Three essays on regression discontinuity design and partial identification
This dissertation consists of three chapters on regression discontinuity (RD) design and partial identification, which are widely used techniques in program evaluation.
The first and the second chapters discuss statistic inference for the treatment effect estimator in fuzzy RD designs. Fuzzy RD design and instrumental variables (IV) regression share similar identification strategies and numerically yield the same results under certain conditions. While the weak identification problem is widely recognized in IV regressions, it has drawn much less attention in fuzzy RD designs, where the standard t-test can also suffer from asymptotic size distortions and the confidence interval obtained by inverting such a test becomes invalid. I explicitly model fuzzy RD designs in parallel with IV regressions, and based on the extensive literature of the latter, develop tests which are robust to weak identification in fuzzy RD designs, including the Anderson-Rubin (AR) test, the Lagrange multiplier (LM) test, and the conditional likelihood ratio (CLR) test. These tests have correct size regardless of the strength of identification and their power properties are similar to those in IV regressions. Due to the similarities between a fuzzy RD design and an IV regression, one can choose either method for estimation and inference. However, it is shown that adopting a fuzzy RD design with newly proposed tests has the potential to achieve more power without introducing size distortions in hypothesis testing and is thus recommended. An extension to testing for quantile treatment effects in fuzzy RD designs is also discussed.
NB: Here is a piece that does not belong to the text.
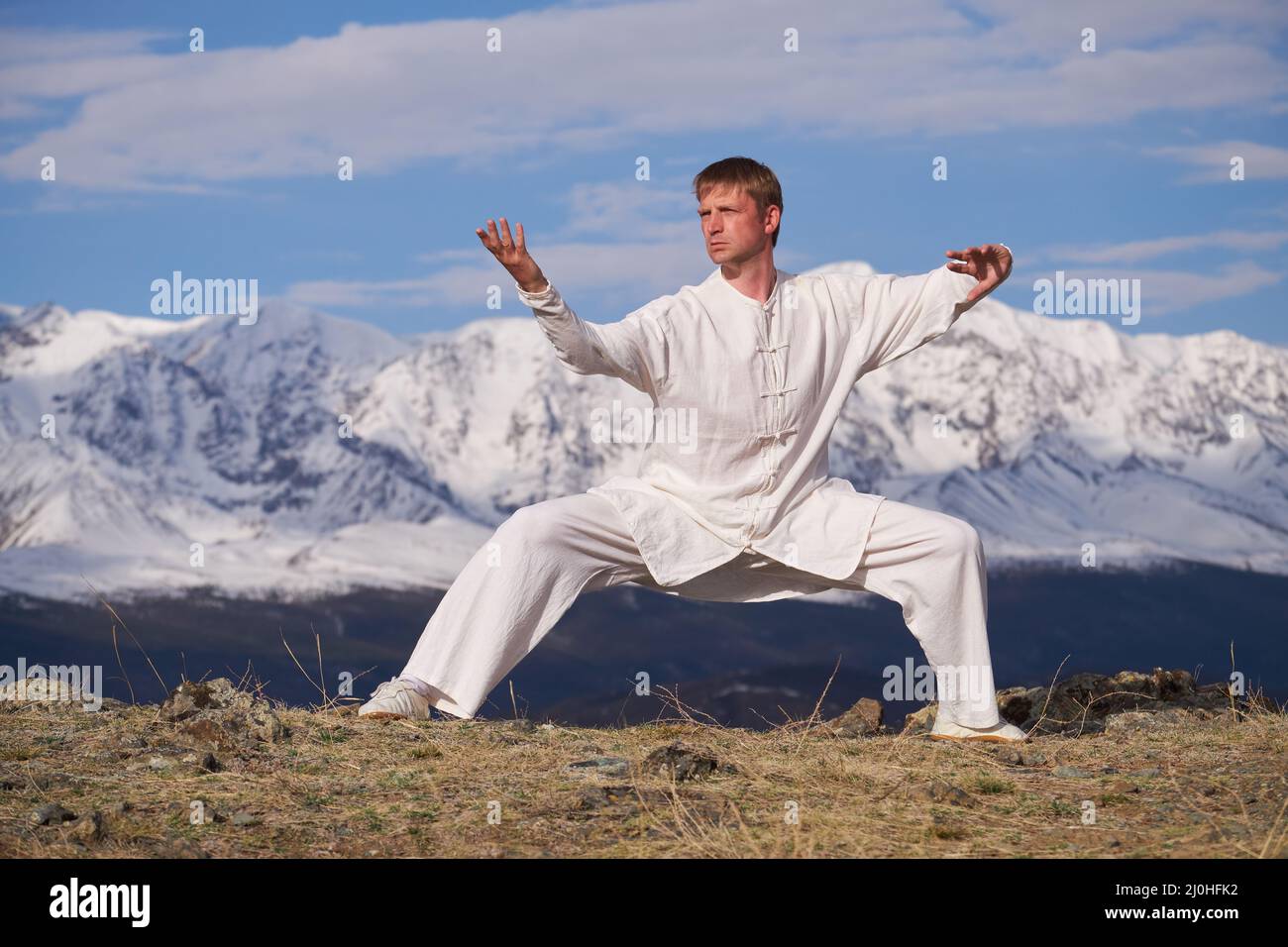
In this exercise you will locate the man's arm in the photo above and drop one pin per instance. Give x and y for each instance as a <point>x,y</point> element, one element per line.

RD estimators are usually estimated with nonparametric methods and have bias. A new wild bootstrap procedure is proposed to correct bias and construct valid confidence intervals in fuzzy regression discontinuity designs. This procedure uses a wild bootstrap based on second order local polynomials to estimate and remove the bias from linear models. The bias-corrected estimator is then bootstrapped itself to generate valid confidence intervals. While the conventional confidence intervals generated by adopting MSE-optimal bandwidth is asymptotically not valid, the confidence intervals generated by this procedure have correct coverage under conditions similar to Calonico, Cattaneo and Titiunik's(2014, Econometrica) analytical correction. Simulation studies provide evidence that this new method is as accurate as the analytical corrections when applied to a variety of data generating processes featuring heteroskedasticity, endogeneity and clustering. As an example, its usage is demonstrated through a reanalysis of the scholastic achievement data used by Angrist and Lavy (1999).
In the third chapter, a novel numerical approach is proposed to partially identify treatment effects. Endogenous treatment and measurement error are very common in survey data and pose threats to reliable estimation of treatment effects. The new approach considers these two issues simultaneously and provides bounds for treatment effects. Conceptually, treatment effects and model assumptions are formulated as linear restrictions on a large set of probability mass. One can then check if any given treatment effect is consistent with model assumptions and observed data. Compared with previous methods, the newly proposed numerical approach is general enough to be applied to various different problems and guarantees sharp bounds. An example is provided to show that how the distribution of a treatment effect and how the averages of multiple treatment effects can be partially identified through this approach.